On June 9, 1950, the Pi Kappa Alpha Memorial Foundation was formed. It promptly accepted the charge to spearhead raising sufficient funds to accommodate the immediate initiation of construction of this ambitious memorial.

Ground was broken for the new facility on June 30, 1953, and on September 5th of the following year, in conjunction with the 1954 Memphis Convention, the Pi Kappa Alpha Memorial Headquarters was officially opened and dedicated to the memory of those brothers of Pi Kappa Alpha who had given their lives in military service.

Increased focus on membership growth, both via expansion and within existing chapters, dictated rapid and significant enhancement of Pi Kappa Alpha professional staff. By 1986, the now thirty-three year old Pi Kappa Alpha Memorial Headquarters was bursting at the seams, and various plans were being considered, along with an associated capital campaign led by the Foundation, to build an addition to the property.

Plans for this addition were well down the road when, in an interesting turn of events, neighboring Rhodes College (formerly Southwestern at Memphis) shared its keen interest in purchasing the facility and property. This opportunity afforded the Fraternity and Foundation to once again consider an entirely new facility – designed and built from the ground up – to not only remedy staffing constraints, but to also address aspirations for enhanced museum facilities and a more fitting and prominent memorial to Pi Kappa Alpha’s Gold Star Heroes.

Under the dynamic leadership of Foundation Presidents George W. Denton (Missouri, Alpha Nu ‘42) and Joseph J. Turner, Jr. (Clemson, Eta Alpha ’70), Fraternity National President Gary E. Menchhofer (Cincinnati, Alpha Xi ‘65) and Executive Vice President Raymond L. Orians (Memphis, Delta Zeta ’66), the Pi Kappa Alpha Memorial Foundation again answered the call and in under two years delivered to the Fraternity a new, magnificent facility architecturally inspired by Thomas Jefferson’s own Monticello. On August 15, 1988, in conjunction with the 1988 Memphis Convention, nearly 1,000 students, alumni, and guests participated in ceremonies dedicating the new Pi Kappa Alpha Memorial Headquarters located in the Tournament Players Club – Southwind development in southeast Memphis.

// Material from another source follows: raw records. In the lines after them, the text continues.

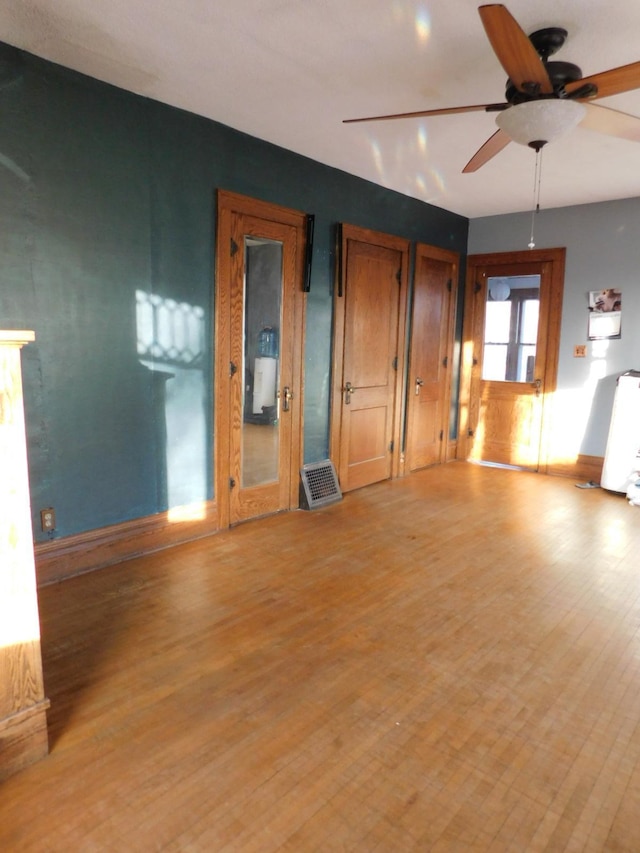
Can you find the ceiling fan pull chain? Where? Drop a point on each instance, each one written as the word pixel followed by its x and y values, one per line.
pixel 537 180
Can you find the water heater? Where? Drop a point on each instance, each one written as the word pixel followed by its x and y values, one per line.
pixel 622 457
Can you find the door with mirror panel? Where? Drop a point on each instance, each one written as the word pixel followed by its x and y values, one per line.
pixel 259 326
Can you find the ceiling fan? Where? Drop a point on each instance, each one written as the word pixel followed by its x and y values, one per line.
pixel 544 99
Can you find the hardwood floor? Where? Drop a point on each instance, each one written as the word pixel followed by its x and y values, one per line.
pixel 449 662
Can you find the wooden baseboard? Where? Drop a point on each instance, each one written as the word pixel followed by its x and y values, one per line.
pixel 452 450
pixel 588 468
pixel 95 549
pixel 23 739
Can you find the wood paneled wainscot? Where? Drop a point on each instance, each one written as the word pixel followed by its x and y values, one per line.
pixel 23 722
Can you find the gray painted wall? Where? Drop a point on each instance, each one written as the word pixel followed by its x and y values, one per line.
pixel 603 250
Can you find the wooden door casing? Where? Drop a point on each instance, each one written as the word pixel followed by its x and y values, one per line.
pixel 431 356
pixel 501 421
pixel 368 353
pixel 239 215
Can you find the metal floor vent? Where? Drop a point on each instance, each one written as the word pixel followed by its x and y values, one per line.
pixel 319 485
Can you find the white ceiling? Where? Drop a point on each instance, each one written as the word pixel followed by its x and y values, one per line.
pixel 289 71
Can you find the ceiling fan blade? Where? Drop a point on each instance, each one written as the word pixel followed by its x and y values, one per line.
pixel 492 146
pixel 517 55
pixel 442 112
pixel 613 122
pixel 612 82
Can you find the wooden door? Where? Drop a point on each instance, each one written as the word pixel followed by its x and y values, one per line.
pixel 259 343
pixel 369 334
pixel 431 354
pixel 510 356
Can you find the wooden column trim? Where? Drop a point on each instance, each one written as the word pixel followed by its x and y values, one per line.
pixel 23 724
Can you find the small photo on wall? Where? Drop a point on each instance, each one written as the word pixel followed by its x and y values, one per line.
pixel 605 314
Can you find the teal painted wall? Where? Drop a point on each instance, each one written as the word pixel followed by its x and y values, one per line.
pixel 107 202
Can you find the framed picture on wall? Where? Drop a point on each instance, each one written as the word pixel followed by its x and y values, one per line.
pixel 605 314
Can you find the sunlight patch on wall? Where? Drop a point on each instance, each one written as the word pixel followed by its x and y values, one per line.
pixel 390 163
pixel 171 343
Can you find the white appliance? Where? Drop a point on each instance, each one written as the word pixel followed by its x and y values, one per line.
pixel 264 383
pixel 622 457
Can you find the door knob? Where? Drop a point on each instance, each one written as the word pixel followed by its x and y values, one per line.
pixel 349 389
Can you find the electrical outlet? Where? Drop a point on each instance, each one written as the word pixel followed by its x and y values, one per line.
pixel 48 519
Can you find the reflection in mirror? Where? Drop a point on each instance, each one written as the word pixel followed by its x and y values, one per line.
pixel 262 321
pixel 511 328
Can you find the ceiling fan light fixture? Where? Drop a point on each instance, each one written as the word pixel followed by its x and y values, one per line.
pixel 535 123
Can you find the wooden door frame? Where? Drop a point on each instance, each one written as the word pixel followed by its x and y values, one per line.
pixel 388 241
pixel 453 258
pixel 229 203
pixel 555 258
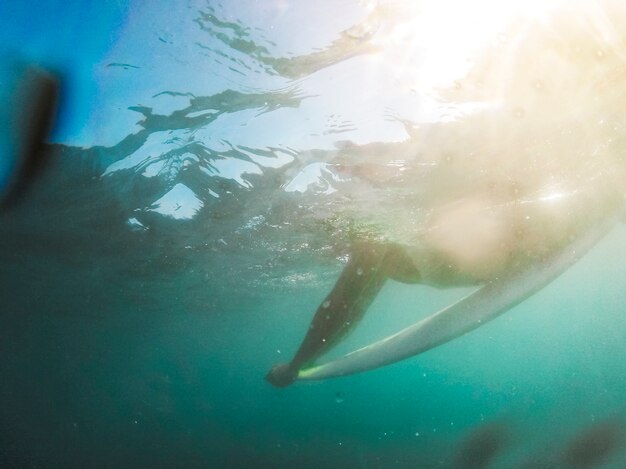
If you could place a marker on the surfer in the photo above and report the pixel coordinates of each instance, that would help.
(505, 197)
(368, 268)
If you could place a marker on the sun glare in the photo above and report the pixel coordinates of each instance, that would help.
(445, 36)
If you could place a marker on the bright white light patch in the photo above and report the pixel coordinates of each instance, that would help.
(180, 203)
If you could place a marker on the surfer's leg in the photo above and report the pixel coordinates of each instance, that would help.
(361, 280)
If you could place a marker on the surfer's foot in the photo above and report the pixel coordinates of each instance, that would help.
(282, 375)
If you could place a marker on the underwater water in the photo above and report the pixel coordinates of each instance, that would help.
(206, 182)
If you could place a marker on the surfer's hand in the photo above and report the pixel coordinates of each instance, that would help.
(282, 375)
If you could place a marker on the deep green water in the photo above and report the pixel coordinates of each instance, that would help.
(136, 331)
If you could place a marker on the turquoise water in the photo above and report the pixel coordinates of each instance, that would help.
(192, 220)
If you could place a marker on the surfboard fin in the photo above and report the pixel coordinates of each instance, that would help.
(467, 314)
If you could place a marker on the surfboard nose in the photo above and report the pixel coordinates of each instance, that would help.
(28, 102)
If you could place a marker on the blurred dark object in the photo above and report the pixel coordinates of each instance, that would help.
(482, 446)
(28, 102)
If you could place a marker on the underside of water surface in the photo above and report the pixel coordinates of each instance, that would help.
(214, 166)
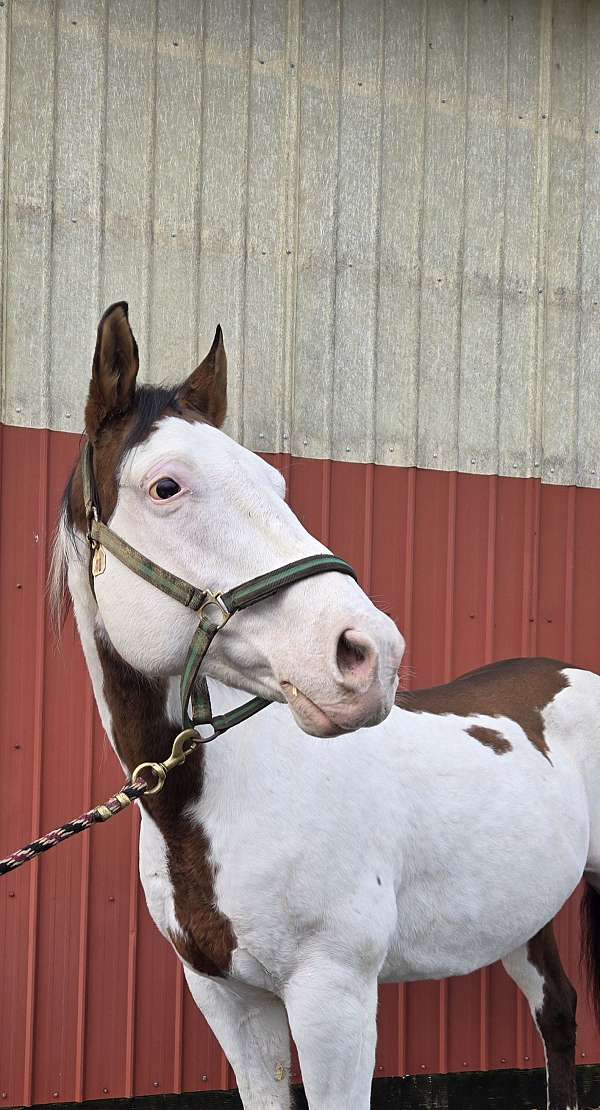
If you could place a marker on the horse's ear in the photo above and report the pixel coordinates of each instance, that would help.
(206, 387)
(114, 369)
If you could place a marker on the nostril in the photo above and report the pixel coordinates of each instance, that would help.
(356, 657)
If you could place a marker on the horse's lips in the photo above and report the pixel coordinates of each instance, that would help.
(308, 716)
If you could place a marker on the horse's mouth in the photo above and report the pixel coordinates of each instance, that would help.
(308, 716)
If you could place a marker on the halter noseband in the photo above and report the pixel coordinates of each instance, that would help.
(213, 608)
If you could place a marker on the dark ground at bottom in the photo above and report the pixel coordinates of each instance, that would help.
(486, 1090)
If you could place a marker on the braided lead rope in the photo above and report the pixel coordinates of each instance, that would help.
(114, 805)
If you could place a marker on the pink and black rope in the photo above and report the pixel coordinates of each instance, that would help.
(132, 790)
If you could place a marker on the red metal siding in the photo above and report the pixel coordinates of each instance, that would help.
(471, 567)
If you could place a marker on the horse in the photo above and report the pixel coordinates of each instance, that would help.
(351, 833)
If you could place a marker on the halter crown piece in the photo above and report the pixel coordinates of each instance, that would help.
(213, 608)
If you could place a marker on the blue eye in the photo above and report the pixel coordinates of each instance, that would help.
(164, 488)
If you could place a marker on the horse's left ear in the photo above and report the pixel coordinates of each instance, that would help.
(206, 387)
(114, 370)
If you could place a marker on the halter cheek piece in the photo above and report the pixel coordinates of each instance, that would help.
(213, 608)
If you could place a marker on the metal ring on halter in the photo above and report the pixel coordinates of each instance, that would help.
(215, 599)
(156, 769)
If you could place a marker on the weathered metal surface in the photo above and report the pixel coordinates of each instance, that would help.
(392, 209)
(473, 568)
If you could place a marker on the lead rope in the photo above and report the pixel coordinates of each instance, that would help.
(133, 789)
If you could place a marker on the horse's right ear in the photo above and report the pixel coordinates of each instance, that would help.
(114, 370)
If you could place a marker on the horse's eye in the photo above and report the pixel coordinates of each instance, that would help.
(164, 488)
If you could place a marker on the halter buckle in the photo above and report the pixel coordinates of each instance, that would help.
(214, 603)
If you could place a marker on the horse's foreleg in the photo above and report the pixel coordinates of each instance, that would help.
(537, 969)
(332, 1012)
(251, 1026)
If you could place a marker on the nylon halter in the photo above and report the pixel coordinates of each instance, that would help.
(213, 608)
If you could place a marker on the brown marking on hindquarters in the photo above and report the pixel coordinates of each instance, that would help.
(490, 739)
(556, 1019)
(519, 689)
(142, 732)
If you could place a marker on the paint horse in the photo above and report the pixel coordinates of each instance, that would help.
(292, 868)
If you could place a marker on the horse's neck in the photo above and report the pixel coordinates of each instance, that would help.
(141, 716)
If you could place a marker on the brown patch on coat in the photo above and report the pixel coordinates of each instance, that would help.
(519, 689)
(556, 1019)
(490, 739)
(143, 733)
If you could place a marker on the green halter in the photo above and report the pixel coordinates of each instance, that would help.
(214, 608)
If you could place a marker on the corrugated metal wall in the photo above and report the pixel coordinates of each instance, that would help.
(393, 210)
(394, 205)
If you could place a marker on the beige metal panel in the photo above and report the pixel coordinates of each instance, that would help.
(4, 103)
(271, 241)
(443, 235)
(129, 165)
(563, 251)
(485, 188)
(314, 350)
(352, 433)
(223, 187)
(27, 392)
(77, 200)
(398, 309)
(588, 434)
(526, 199)
(176, 169)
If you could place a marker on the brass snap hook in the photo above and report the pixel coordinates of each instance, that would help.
(179, 754)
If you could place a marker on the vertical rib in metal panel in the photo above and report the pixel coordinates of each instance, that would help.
(563, 251)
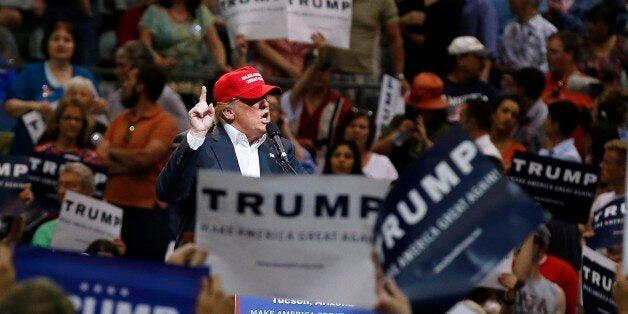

With access to literally twice the square footage of the previous headquarters facility, the Fraternity could now more than comfortably accommodate its rapidly growing staff for the foreseeable future, and the Foundation could dramatically enhance its museum exhibit space and archival storage capacity.

Exactly twenty years later, in 2008, the Pi Kappa Alpha Foundation would further acknowledge its mission in honoring Pi Kappa Alpha’s military heroes through the addition of an inspiring, freestanding memorial most prominently placed at the center of the Memorial Headquarters’ magnificent entry rotunda.

Most generously underwritten by George W. Levert (Louisiana Tech, Gamma Psi ’65) and his wife Dale, John L. Lisher (Indiana, Delta Xi ’71) and his wife Mary, Daniel W. Corah (Colorado State, Epsilon Theta ’83) and Dr. Carl ‘Trey’ LaBella (Delta State, Zeta Beta ’94), the Gold Star Memorial, solemnly listing the names of more than 600 Pikes who paid the ultimate sacrifice, is the first thing visitors encounter upon entering the Memorial Headquarters, appropriately anchoring the facility in its most primary role as a lasting memorial to these heroes.